Experience with steroid-free maintenance immunosuppression in simultaneous pancreas-kidney transplantation
- PMID: 15194370
- DOI: 10.1016/j.transproceed.2004.04.017
Experience with steroid-free maintenance immunosuppression in simultaneous pancreas-kidney transplantation
Abstract
Introduction: Steroid avoidance is possible in simultaneous pancreas-kidney transplantation with the use of newer immunosuppressive agents and induction therapy. We undertook a retrospective consecutive case review of patients treated at a university tertiary referral center.

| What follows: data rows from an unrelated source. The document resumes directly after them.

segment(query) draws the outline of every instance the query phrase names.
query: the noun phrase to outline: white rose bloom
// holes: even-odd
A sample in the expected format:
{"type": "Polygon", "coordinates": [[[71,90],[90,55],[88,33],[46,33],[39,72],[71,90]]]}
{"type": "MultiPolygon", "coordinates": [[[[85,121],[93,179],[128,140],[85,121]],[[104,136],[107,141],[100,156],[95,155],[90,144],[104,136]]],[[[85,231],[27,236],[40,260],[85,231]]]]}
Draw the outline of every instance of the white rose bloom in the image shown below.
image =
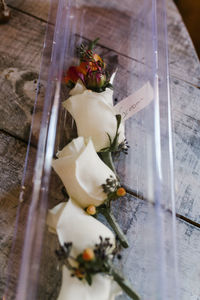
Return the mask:
{"type": "Polygon", "coordinates": [[[57,156],[58,159],[53,160],[52,166],[69,196],[83,208],[90,204],[102,204],[107,195],[101,185],[110,176],[116,176],[99,158],[92,141],[86,142],[83,137],[76,138],[57,156]]]}
{"type": "Polygon", "coordinates": [[[49,210],[47,225],[51,232],[57,233],[61,245],[65,242],[73,243],[72,255],[74,256],[99,243],[100,236],[110,238],[111,244],[115,247],[112,231],[88,215],[71,199],[49,210]]]}
{"type": "MultiPolygon", "coordinates": [[[[58,235],[60,244],[72,242],[72,255],[77,256],[86,248],[99,243],[99,236],[110,238],[115,246],[113,233],[101,222],[89,216],[71,199],[49,210],[47,225],[58,235]]],[[[111,249],[112,250],[112,249],[111,249]]],[[[63,266],[62,286],[58,300],[114,300],[121,288],[108,276],[93,276],[91,286],[86,281],[71,277],[71,272],[63,266]]]]}
{"type": "MultiPolygon", "coordinates": [[[[109,147],[109,138],[113,140],[116,134],[117,120],[113,107],[113,91],[107,88],[96,93],[81,87],[77,82],[63,106],[70,112],[77,126],[78,136],[92,138],[96,151],[109,147]]],[[[119,143],[124,140],[124,125],[119,127],[119,143]]]]}

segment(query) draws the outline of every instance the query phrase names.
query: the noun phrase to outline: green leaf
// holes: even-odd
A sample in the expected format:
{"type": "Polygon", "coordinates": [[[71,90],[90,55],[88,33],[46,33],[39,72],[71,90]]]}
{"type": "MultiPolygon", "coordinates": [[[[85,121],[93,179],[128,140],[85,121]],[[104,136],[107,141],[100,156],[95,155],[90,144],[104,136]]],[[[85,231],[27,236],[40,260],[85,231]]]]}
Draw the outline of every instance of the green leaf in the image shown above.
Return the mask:
{"type": "Polygon", "coordinates": [[[121,124],[122,116],[121,115],[115,115],[115,117],[116,117],[116,120],[117,120],[117,127],[116,127],[115,137],[112,141],[110,135],[107,133],[108,138],[109,138],[109,142],[110,142],[110,146],[101,149],[99,152],[107,152],[107,151],[108,152],[115,152],[118,149],[118,140],[119,140],[119,132],[118,131],[119,131],[119,126],[121,124]]]}
{"type": "Polygon", "coordinates": [[[112,139],[111,139],[111,136],[108,132],[106,132],[107,136],[108,136],[108,139],[109,139],[109,143],[110,143],[110,146],[109,147],[105,147],[105,148],[102,148],[99,152],[110,152],[110,149],[112,147],[112,139]]]}
{"type": "Polygon", "coordinates": [[[89,273],[86,274],[85,280],[89,285],[92,285],[92,276],[89,273]]]}
{"type": "Polygon", "coordinates": [[[125,280],[119,273],[112,269],[111,272],[113,279],[119,284],[123,291],[133,300],[140,300],[140,297],[132,289],[132,286],[128,280],[125,280]]]}
{"type": "Polygon", "coordinates": [[[114,163],[113,163],[111,152],[110,151],[100,152],[99,157],[117,175],[117,172],[115,170],[115,166],[114,166],[114,163]]]}
{"type": "Polygon", "coordinates": [[[121,124],[122,121],[122,116],[121,115],[115,115],[116,119],[117,119],[117,132],[119,130],[119,126],[121,124]]]}
{"type": "Polygon", "coordinates": [[[117,221],[116,221],[115,217],[113,216],[113,214],[111,213],[111,211],[107,208],[100,208],[99,212],[106,218],[107,222],[110,224],[111,228],[113,229],[115,234],[118,236],[120,244],[124,248],[128,248],[129,244],[128,244],[127,238],[124,235],[123,231],[121,230],[119,224],[117,223],[117,221]]]}
{"type": "MultiPolygon", "coordinates": [[[[107,133],[107,132],[106,132],[106,133],[107,133]]],[[[107,136],[108,136],[108,138],[109,138],[110,147],[111,147],[111,145],[112,145],[112,139],[111,139],[111,136],[110,136],[110,134],[109,134],[109,133],[107,133],[107,136]]]]}
{"type": "Polygon", "coordinates": [[[110,147],[106,147],[106,148],[103,148],[99,151],[99,153],[101,152],[109,152],[110,151],[110,147]]]}
{"type": "Polygon", "coordinates": [[[98,41],[99,41],[99,38],[96,38],[94,41],[90,42],[89,46],[88,46],[88,50],[93,50],[98,41]]]}
{"type": "Polygon", "coordinates": [[[113,90],[113,85],[110,82],[108,82],[105,87],[113,90]]]}
{"type": "Polygon", "coordinates": [[[116,134],[115,134],[115,137],[114,137],[114,140],[112,142],[112,145],[111,145],[111,151],[114,152],[117,150],[118,148],[118,140],[119,140],[119,126],[121,124],[121,120],[122,120],[122,117],[121,115],[115,115],[116,117],[116,120],[117,120],[117,128],[116,128],[116,134]]]}

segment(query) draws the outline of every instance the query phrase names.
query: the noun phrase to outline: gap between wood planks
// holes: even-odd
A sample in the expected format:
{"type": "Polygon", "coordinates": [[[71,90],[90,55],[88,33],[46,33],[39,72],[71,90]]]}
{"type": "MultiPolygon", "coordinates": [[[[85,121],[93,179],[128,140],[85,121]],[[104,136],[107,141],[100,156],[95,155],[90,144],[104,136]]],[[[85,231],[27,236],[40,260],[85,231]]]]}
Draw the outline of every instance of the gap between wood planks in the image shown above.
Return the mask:
{"type": "MultiPolygon", "coordinates": [[[[16,11],[18,11],[18,12],[20,12],[20,13],[22,13],[22,14],[25,14],[25,15],[27,15],[27,16],[29,16],[29,17],[32,17],[32,18],[34,18],[34,19],[37,19],[38,21],[41,21],[41,22],[43,22],[43,23],[47,23],[47,22],[48,22],[47,20],[44,20],[44,19],[42,19],[42,18],[39,18],[39,17],[37,17],[37,16],[35,16],[35,15],[32,15],[32,14],[29,13],[29,12],[25,12],[25,11],[23,11],[22,9],[17,8],[17,7],[14,7],[14,6],[10,5],[10,4],[7,4],[7,6],[10,7],[10,8],[12,8],[12,9],[14,9],[14,10],[16,10],[16,11]]],[[[51,22],[48,22],[48,23],[51,24],[51,25],[55,25],[55,24],[53,24],[53,23],[51,23],[51,22]]],[[[76,37],[81,37],[82,39],[84,39],[84,40],[86,40],[86,41],[90,41],[88,38],[86,38],[86,37],[84,37],[84,36],[81,36],[81,35],[78,34],[78,33],[75,33],[75,36],[76,36],[76,37]]],[[[138,62],[138,63],[140,63],[140,64],[144,64],[143,62],[141,62],[141,61],[135,59],[134,57],[131,57],[131,56],[129,56],[129,55],[126,55],[126,54],[123,54],[123,53],[121,53],[121,52],[118,52],[118,51],[116,51],[116,50],[114,50],[114,49],[112,49],[112,48],[109,48],[109,47],[107,47],[107,46],[101,45],[101,44],[99,44],[99,43],[98,43],[97,45],[98,45],[99,47],[101,47],[101,48],[106,49],[106,50],[113,51],[113,52],[115,52],[116,54],[121,55],[121,56],[123,56],[123,57],[125,57],[125,58],[128,58],[128,59],[130,59],[130,60],[133,60],[133,61],[138,62]]]]}
{"type": "Polygon", "coordinates": [[[44,19],[42,19],[42,18],[39,18],[39,17],[37,17],[37,16],[35,16],[35,15],[32,15],[32,14],[29,13],[29,12],[23,11],[22,9],[20,9],[20,8],[18,8],[18,7],[14,7],[14,6],[10,5],[10,4],[7,4],[7,6],[8,6],[9,8],[12,8],[12,9],[14,9],[14,10],[16,10],[16,11],[22,13],[22,14],[25,14],[25,15],[27,15],[27,16],[29,16],[29,17],[32,17],[32,18],[34,18],[34,19],[37,19],[37,20],[39,20],[39,21],[41,21],[41,22],[43,22],[43,23],[47,23],[47,20],[44,20],[44,19]]]}
{"type": "Polygon", "coordinates": [[[171,75],[171,76],[170,76],[170,79],[171,79],[171,78],[174,78],[174,79],[177,79],[177,80],[183,81],[183,82],[185,82],[186,84],[188,84],[188,85],[191,85],[191,86],[193,86],[194,88],[196,88],[196,89],[199,89],[199,90],[200,90],[200,85],[197,85],[197,84],[191,83],[191,82],[189,82],[189,81],[187,81],[187,80],[185,80],[185,79],[179,78],[179,77],[177,77],[177,76],[175,76],[175,75],[171,75]]]}
{"type": "MultiPolygon", "coordinates": [[[[4,130],[4,129],[0,129],[0,132],[3,133],[3,134],[5,134],[5,135],[7,135],[7,136],[10,136],[10,137],[12,137],[12,138],[14,138],[14,139],[17,139],[18,141],[20,141],[20,142],[23,143],[23,144],[28,145],[28,141],[25,140],[25,139],[23,139],[23,138],[21,138],[20,136],[14,135],[13,133],[10,133],[10,132],[8,132],[8,131],[6,131],[6,130],[4,130]]],[[[30,142],[30,146],[33,147],[33,148],[35,148],[35,149],[37,149],[37,146],[34,145],[34,144],[31,143],[31,142],[30,142]]]]}
{"type": "MultiPolygon", "coordinates": [[[[135,190],[133,190],[133,189],[130,189],[130,188],[129,188],[128,186],[126,186],[125,184],[122,184],[122,186],[125,188],[127,194],[129,194],[129,195],[131,195],[131,196],[133,196],[133,197],[135,197],[135,198],[137,198],[137,199],[143,200],[143,201],[145,201],[145,202],[149,202],[149,203],[151,203],[152,205],[155,205],[155,203],[153,203],[152,201],[150,202],[148,199],[144,198],[144,197],[142,196],[141,193],[138,193],[138,191],[135,191],[135,190]]],[[[164,209],[165,209],[165,208],[164,208],[164,209]]],[[[168,209],[165,209],[165,211],[166,211],[166,212],[169,212],[170,214],[172,214],[172,211],[171,211],[169,208],[168,208],[168,209]]],[[[187,218],[187,217],[185,217],[185,216],[183,216],[183,215],[181,215],[181,214],[179,214],[179,213],[176,213],[176,217],[177,217],[178,219],[181,219],[181,220],[185,221],[186,223],[189,223],[189,224],[191,224],[191,225],[193,225],[193,226],[195,226],[195,227],[197,227],[197,228],[200,228],[200,223],[197,223],[197,222],[195,222],[195,221],[193,221],[193,220],[191,220],[191,219],[189,219],[189,218],[187,218]]]]}

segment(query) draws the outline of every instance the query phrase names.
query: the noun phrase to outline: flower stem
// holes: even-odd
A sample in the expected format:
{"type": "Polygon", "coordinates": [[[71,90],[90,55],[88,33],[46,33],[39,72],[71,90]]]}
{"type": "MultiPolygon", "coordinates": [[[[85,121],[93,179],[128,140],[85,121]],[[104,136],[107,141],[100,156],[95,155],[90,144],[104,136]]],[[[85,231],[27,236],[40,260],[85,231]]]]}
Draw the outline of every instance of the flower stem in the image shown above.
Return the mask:
{"type": "Polygon", "coordinates": [[[106,220],[108,221],[108,223],[110,224],[110,226],[112,227],[114,232],[116,233],[120,244],[124,248],[128,248],[128,246],[129,246],[128,241],[127,241],[124,233],[122,232],[119,224],[117,223],[115,217],[113,216],[113,214],[107,208],[100,208],[99,212],[106,218],[106,220]]]}
{"type": "Polygon", "coordinates": [[[111,275],[113,279],[119,284],[122,290],[133,300],[140,300],[140,297],[133,291],[131,284],[128,280],[125,280],[122,276],[116,272],[113,268],[111,269],[111,275]]]}
{"type": "Polygon", "coordinates": [[[103,160],[103,162],[115,173],[117,174],[116,170],[115,170],[115,166],[113,163],[113,159],[112,159],[112,154],[110,151],[106,151],[106,152],[100,152],[99,153],[101,159],[103,160]]]}

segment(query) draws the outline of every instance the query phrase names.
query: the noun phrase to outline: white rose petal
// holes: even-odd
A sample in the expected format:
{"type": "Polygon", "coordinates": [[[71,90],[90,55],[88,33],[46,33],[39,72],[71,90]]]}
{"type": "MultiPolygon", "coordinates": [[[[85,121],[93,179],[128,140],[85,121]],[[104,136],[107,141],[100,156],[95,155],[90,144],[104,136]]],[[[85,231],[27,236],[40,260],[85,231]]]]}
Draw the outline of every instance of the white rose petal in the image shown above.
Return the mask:
{"type": "Polygon", "coordinates": [[[69,92],[71,96],[82,94],[86,90],[86,87],[83,85],[82,81],[79,79],[73,89],[69,92]]]}
{"type": "MultiPolygon", "coordinates": [[[[96,151],[110,146],[108,134],[113,140],[116,135],[117,120],[113,107],[113,91],[106,89],[96,93],[80,88],[80,82],[63,106],[70,112],[77,126],[79,136],[92,138],[96,151]],[[80,93],[77,92],[80,90],[80,93]],[[74,92],[75,91],[75,92],[74,92]]],[[[124,125],[119,127],[119,143],[124,140],[124,125]]]]}
{"type": "MultiPolygon", "coordinates": [[[[110,238],[115,247],[112,231],[94,217],[89,216],[73,200],[60,203],[49,210],[47,225],[56,232],[61,245],[72,242],[72,254],[80,254],[86,248],[93,248],[100,242],[99,237],[110,238]]],[[[111,249],[112,251],[112,249],[111,249]]]]}
{"type": "Polygon", "coordinates": [[[61,202],[58,205],[56,205],[54,208],[49,209],[49,213],[47,215],[47,225],[49,227],[48,229],[50,232],[56,233],[57,223],[60,218],[60,215],[63,212],[65,205],[66,205],[65,202],[61,202]]]}
{"type": "Polygon", "coordinates": [[[92,278],[92,285],[71,277],[64,266],[62,286],[58,300],[114,300],[121,294],[121,288],[108,276],[97,274],[92,278]]]}
{"type": "Polygon", "coordinates": [[[102,204],[107,195],[101,185],[110,176],[116,178],[97,155],[92,141],[86,143],[83,137],[74,139],[64,147],[58,153],[58,159],[53,160],[52,166],[69,196],[83,208],[90,204],[102,204]]]}

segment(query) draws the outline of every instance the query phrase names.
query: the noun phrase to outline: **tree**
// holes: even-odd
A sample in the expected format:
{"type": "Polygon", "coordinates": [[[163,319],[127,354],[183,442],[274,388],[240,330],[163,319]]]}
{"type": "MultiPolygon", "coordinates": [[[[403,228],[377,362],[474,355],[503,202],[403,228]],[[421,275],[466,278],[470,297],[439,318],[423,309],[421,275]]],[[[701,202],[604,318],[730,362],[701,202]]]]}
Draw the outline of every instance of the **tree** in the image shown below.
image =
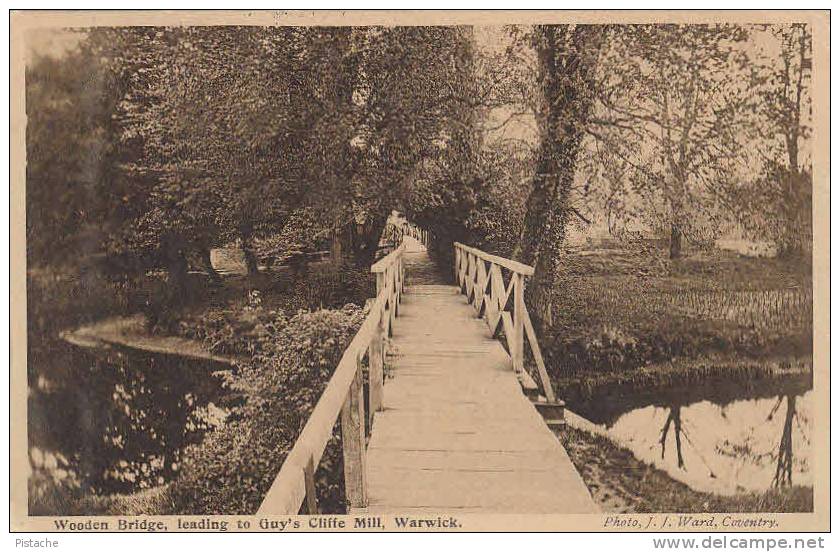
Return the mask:
{"type": "Polygon", "coordinates": [[[810,251],[812,36],[807,24],[769,25],[756,31],[767,46],[753,56],[759,118],[760,176],[735,189],[739,220],[774,240],[782,255],[810,251]],[[768,133],[769,130],[769,133],[768,133]]]}
{"type": "Polygon", "coordinates": [[[231,239],[255,272],[251,240],[282,227],[306,177],[310,37],[260,27],[108,32],[115,70],[130,82],[118,112],[123,139],[142,147],[124,169],[153,181],[125,238],[160,251],[176,285],[187,249],[206,258],[231,239]]]}
{"type": "Polygon", "coordinates": [[[27,64],[30,263],[77,261],[99,253],[131,209],[131,190],[115,170],[126,154],[111,118],[121,94],[119,82],[85,41],[61,58],[39,56],[27,64]]]}
{"type": "Polygon", "coordinates": [[[605,48],[587,132],[667,228],[671,258],[683,238],[714,235],[747,163],[747,38],[740,25],[633,25],[605,48]]]}
{"type": "MultiPolygon", "coordinates": [[[[114,78],[119,164],[136,188],[116,253],[162,265],[282,232],[315,213],[360,266],[417,174],[464,135],[469,37],[452,27],[108,28],[90,31],[114,78]]],[[[469,128],[469,125],[466,125],[469,128]]],[[[320,230],[319,230],[320,233],[320,230]]]]}
{"type": "Polygon", "coordinates": [[[551,296],[562,259],[569,191],[605,33],[599,25],[540,25],[531,35],[539,71],[540,146],[517,256],[535,267],[526,293],[540,328],[552,323],[551,296]]]}

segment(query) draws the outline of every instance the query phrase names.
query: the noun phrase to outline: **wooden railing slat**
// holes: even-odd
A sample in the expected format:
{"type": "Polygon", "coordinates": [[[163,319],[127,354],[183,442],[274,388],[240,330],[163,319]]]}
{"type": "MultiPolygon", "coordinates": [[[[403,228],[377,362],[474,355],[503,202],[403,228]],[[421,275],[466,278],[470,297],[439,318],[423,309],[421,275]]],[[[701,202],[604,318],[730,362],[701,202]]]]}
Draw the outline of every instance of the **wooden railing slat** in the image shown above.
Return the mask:
{"type": "Polygon", "coordinates": [[[474,247],[470,247],[468,245],[464,245],[462,243],[455,242],[455,247],[460,247],[464,251],[475,255],[476,257],[480,257],[485,261],[489,261],[491,263],[497,264],[501,267],[507,268],[512,272],[516,272],[517,274],[524,274],[525,276],[533,276],[534,275],[534,267],[528,266],[526,264],[522,264],[518,261],[514,261],[511,259],[505,259],[504,257],[498,257],[496,255],[490,255],[489,253],[485,253],[480,249],[476,249],[474,247]]]}
{"type": "MultiPolygon", "coordinates": [[[[515,336],[515,332],[513,331],[513,317],[511,317],[508,311],[502,312],[502,327],[505,330],[505,341],[507,343],[508,353],[513,355],[513,340],[515,336]]],[[[514,366],[514,370],[516,366],[514,366]]]]}
{"type": "Polygon", "coordinates": [[[513,286],[514,286],[514,283],[515,283],[513,276],[515,276],[515,274],[511,275],[510,282],[508,283],[507,289],[505,289],[505,296],[499,302],[499,306],[503,310],[507,310],[508,302],[510,301],[510,298],[512,297],[513,286]]]}
{"type": "MultiPolygon", "coordinates": [[[[525,307],[523,306],[523,308],[525,307]]],[[[534,331],[534,324],[531,322],[531,317],[528,316],[527,308],[525,308],[525,333],[528,335],[528,343],[531,344],[531,352],[534,355],[534,362],[537,364],[537,372],[540,375],[545,398],[548,402],[555,402],[557,397],[554,395],[554,387],[551,385],[551,379],[548,377],[548,371],[545,369],[542,351],[540,351],[540,345],[537,342],[537,332],[534,331]]]]}
{"type": "Polygon", "coordinates": [[[546,399],[554,403],[554,389],[525,305],[525,278],[533,274],[533,267],[528,265],[455,243],[455,275],[467,301],[478,316],[486,320],[494,338],[504,330],[504,344],[513,369],[523,386],[532,388],[535,382],[525,370],[525,340],[528,340],[543,392],[546,399]],[[489,263],[489,267],[485,263],[489,263]],[[511,273],[508,284],[505,284],[503,268],[511,273]]]}
{"type": "Polygon", "coordinates": [[[514,286],[513,286],[513,331],[514,331],[514,339],[513,339],[513,347],[514,351],[511,354],[513,358],[513,369],[517,372],[521,372],[525,369],[525,362],[524,362],[524,343],[523,338],[525,336],[525,321],[523,320],[524,312],[523,308],[525,307],[525,282],[524,276],[521,274],[514,274],[514,286]]]}

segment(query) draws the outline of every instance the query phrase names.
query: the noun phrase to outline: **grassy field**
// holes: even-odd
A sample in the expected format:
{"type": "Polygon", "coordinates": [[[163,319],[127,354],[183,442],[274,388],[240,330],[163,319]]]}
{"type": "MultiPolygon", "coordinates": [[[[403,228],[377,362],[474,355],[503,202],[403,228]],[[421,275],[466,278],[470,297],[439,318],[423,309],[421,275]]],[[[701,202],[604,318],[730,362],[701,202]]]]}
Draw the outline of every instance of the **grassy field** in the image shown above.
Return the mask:
{"type": "Polygon", "coordinates": [[[810,265],[653,246],[570,251],[541,344],[558,387],[585,397],[710,377],[810,372],[810,265]]]}

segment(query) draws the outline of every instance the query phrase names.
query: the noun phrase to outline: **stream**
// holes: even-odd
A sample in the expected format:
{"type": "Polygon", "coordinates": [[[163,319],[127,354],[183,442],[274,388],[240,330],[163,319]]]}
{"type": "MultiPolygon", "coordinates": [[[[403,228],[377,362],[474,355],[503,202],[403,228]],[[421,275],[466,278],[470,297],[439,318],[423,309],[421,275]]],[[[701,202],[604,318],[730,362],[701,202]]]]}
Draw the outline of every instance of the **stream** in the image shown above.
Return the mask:
{"type": "Polygon", "coordinates": [[[731,495],[813,485],[813,395],[799,385],[722,401],[672,392],[665,400],[600,413],[590,404],[581,414],[674,479],[731,495]]]}
{"type": "Polygon", "coordinates": [[[183,449],[226,416],[229,365],[59,342],[50,357],[30,373],[29,457],[61,485],[106,495],[167,483],[183,449]]]}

Methods: Medical records of 44 consecutive patients receiving a pancreas-kidney transplant from November 2000 to September 2002 were reviewed. The immunosuppression protocol used in this series of patients consisted of thymoglobulin induction, combined with mycophenolate mofetil, tacrolimus, and sirolimus for maintenance immunosuppression. Steroids were used only while thymoglobulin was given and were typically discontinued by postoperative week 1. Main outcome measures included graft and patient survival rates, rejection rates of the kidney or pancreas, infection rates, and surgical complication rates.
Results: All 44 patients received a kidney-pancreas transplant with systemic venous anastomosis and enteric drainage of the pancreas. Patient kidney, and pancreas survival rates were 95.6%, 93.2%, and 88.7%, respectively. Biopsy-proven pancreas rejection rates at 1 and 6 months posttransplant were 2.3% and 2.3%. Kidney rejection rates at 1 and 6 months were 2.3% and 4.6%. Reasons for patient loss included one death from sepsis and one cardiovascular death. Reasons for kidney loss besides death included a thrombotic microangiopathy. Reasons for pancreas loss included three thromboses, one mild rejection/infection, and one duodenal segment leak with infection. All patients who have been free of rejection have been off steroids for the duration of follow-up.
Conclusions: Newer immunosuppression protocols without maintenance steroids are possible with minimal rejection in the first 3 months and equivalent patient and graft survival rates compared with earlier protocols utilizing steroids. The potential beneficial long-term impact of steroid avoidance will require further study.